Threads interact in the darndest ways, but conflicts with a common heap are particularly pernicious. Luckily they can be avoided.

September 1999/Improving Performance with Thread-Private Heaps

Improving Performance with Thread-Private Heaps

Kevin Manley

Threads interact in the darndest ways, but conflicts with a common heap are particularly pernicious. Luckily they can be avoided.

Introduction

This article explains how heap contention can affect the performance of multithreaded Win32 applications. It proposes a solution for allocating a private heap per thread and introduces a C++ base class that allows any derived class to have its dynamic instances created on the calling thread's heap.

Background

I recently consulted for an Internet e-commerce company that implements part of its system with an ISAPI (Internet Server Application Programming Interface) extension DLL. In looking over the main entry point for the DLL, I was surprised to see something similar to the following:

DWORD WINAPI
HttpExtensionProc
   (LPEXTENSION_CONTROL_BLOCK lpECB)
{
   Obj* pObj = new Obj;
   pObj->Handler( lpECB );
   delete pObj;
}

The surprising thing was not that the developer had encapsulated the extension handler in a C++ object. Instead, it was the fact that the object was being created on the heap rather than on the stack, which would have happened if the developer had written the following:

DWORD WINAPI
HttpExtensionProc
   (LPEXTENSION_CONTROL_BLOCK lpECB)
{
   Obj obj;
   obj.Handler( lpECB );
}

The function as originally written is troubling for a couple of reasons. First, if the Handler function throws an exception, HttpExtensionProc will leak memory, since pObj will never be deleted. More importantly, however, creating this object on the heap introduces unnecessary heap contention that can severely impact a busy server's performance.

When I asked the developer why he had chosen to create the object on the heap, he said the company's style guide explicitly states that "all C++ objects will be created on the heap." This got me to thinking — what were the implications of this seemingly innocuous policy? Some investigation confirmed that this small detail could have a dramatic effect on application performance. This article demonstrates the significance of heap contention in a multithreaded server application. I also suggest one approach under Win32 that can avoid the problem by using a private heap per thread.

Heap Contention in Server Applications

For a multithreaded application to scale well, the application's threads must be able to work independently of each other. When threads have interdependencies (for example, global file handles or memory buffers), the developer must write special code to synchronize access to the shared resources. Under Win32, developers have a rich set of synchronization primitives to choose from, including Critical Sections and Mutexes. These primitives are used to bracket sections of code that cannot be safely accessed by concurrent threads. Using synchronization introduces serialization; if too many interdependencies exist, it diminishes the benefit of using multiple threads in the first place.

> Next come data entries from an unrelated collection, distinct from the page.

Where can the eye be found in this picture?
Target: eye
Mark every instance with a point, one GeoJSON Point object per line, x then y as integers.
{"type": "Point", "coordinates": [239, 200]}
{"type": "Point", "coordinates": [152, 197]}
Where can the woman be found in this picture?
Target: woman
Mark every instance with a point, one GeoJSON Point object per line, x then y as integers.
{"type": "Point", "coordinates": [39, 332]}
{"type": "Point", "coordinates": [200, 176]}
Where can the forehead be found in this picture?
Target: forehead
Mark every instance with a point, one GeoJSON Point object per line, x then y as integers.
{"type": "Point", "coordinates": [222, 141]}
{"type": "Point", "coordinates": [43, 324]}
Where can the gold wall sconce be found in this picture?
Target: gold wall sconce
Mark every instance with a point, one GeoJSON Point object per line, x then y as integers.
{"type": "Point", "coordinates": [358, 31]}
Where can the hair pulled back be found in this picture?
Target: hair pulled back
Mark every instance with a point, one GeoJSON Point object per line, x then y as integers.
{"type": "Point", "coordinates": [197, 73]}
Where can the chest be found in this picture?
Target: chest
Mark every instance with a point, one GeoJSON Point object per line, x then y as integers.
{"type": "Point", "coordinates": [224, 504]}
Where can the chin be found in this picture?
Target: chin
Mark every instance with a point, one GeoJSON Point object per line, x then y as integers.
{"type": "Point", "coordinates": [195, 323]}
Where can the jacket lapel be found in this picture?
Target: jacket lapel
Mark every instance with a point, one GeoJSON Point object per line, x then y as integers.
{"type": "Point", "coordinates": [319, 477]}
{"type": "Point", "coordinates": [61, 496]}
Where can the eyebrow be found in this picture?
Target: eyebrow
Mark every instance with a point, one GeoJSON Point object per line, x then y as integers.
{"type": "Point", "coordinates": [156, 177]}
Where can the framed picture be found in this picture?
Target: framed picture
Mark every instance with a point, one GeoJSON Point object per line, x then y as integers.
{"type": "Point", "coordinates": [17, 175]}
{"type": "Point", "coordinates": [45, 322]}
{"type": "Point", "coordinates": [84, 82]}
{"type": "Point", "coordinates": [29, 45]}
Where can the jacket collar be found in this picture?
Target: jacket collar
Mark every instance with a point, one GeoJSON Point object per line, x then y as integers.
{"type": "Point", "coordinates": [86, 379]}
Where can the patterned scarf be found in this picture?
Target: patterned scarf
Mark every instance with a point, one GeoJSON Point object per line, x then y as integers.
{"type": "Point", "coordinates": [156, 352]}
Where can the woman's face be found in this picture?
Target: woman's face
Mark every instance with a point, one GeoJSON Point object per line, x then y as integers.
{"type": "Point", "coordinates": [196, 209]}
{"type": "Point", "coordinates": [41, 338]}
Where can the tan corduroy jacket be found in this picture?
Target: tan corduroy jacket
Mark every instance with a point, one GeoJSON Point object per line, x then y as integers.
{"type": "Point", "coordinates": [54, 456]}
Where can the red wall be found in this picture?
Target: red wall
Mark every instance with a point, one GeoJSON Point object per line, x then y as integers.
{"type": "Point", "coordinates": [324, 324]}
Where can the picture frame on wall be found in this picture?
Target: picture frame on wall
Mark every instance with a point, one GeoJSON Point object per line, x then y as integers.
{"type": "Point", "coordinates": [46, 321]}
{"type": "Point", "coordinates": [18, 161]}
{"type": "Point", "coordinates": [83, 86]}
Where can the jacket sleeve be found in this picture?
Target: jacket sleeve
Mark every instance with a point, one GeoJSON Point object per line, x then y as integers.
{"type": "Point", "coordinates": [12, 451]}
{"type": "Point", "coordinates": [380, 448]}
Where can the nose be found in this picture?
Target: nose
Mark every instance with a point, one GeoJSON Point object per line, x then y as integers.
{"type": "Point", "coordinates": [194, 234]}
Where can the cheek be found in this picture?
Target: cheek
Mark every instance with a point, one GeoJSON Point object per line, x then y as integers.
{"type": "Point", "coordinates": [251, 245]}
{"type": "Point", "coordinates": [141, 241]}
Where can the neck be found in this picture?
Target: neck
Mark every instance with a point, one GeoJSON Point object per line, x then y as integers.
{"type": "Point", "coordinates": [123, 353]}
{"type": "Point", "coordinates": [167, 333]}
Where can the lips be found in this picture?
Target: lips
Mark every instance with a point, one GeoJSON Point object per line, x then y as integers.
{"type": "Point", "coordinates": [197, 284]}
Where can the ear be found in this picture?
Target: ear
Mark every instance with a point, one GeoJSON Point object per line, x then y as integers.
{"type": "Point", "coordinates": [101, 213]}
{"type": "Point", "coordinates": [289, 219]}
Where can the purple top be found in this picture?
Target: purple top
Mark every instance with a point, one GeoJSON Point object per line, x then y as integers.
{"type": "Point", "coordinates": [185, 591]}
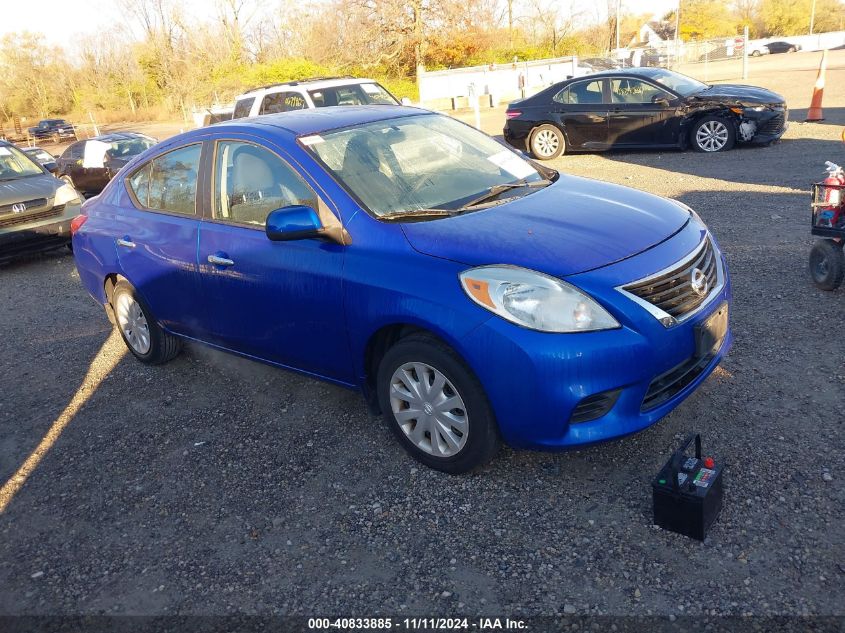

As a shared resource, the heap usually doesn't get adequate consideration in multithreaded programs, probably because it is an implicit resource created automatically by the operating system. In a multithreaded environment, however, heap access is just as expensive as accessing any other shared resource. Each time a thread attempts to allocate or free dynamic memory from the heap, it must wait for exclusive access to the heap. Any other thread attempting to do so at the same time must wait. Heap contention is easy to overlook because you don't have to write the code that synchronizes access to the heap — it's built into the operating system.

Heaps in Win32

When a new Win32 process starts up, the operating system creates a default heap called the "Process heap." The GetProcessHeap function returns the handle to this heap, which is available to any thread in the process. To allocate memory from the process heap, you can call the HeapAlloc function:

LPVOID HeapAlloc(  
   HANDLE hHeap,  // handle to the
                  // private heap
                  // block
   DWORD dwFlags, // heap allocation
                  // control flags
   DWORD dwBytes  // number of bytes
                  // to allocate
);

To free the allocated memory, use HeapFree:

BOOL HeapFree(  
   HANDLE hHeap,  // handle to
                  // the heap
   DWORD dwFlags, // heap freeing
                  // flags
   LPVOID lpMem   // pointer to the memory to free
);

The dwFlags parameter in the functions above specifies, among other things, whether access to the heap is serialized. Serialization is turned on by default, but can be disabled by using a flag value of HEAP_NO_SERIALIZE. Access to the process heap in a multithreaded application must be serialized — otherwise two or more threads might attempt to allocate or free memory simultaneously, resulting in heap corruption.

Creating additional heaps (called "private heaps") using the HeapCreate function can eliminate heap contention:

HANDLE HeapCreate(
   DWORD flOptions,     // heap alloc flag
   DWORD dwInitialSize, // initial heap size
   DWORD dwMaximumSize  // maximum heap size
);

Private heaps are used just like the process heap, except that when you access a private heap through the functions HeapAlloc and HeapFree, you pass the private heap's handle to these functions instead of a handle to the process heap (such as returned by GetProcessHeap).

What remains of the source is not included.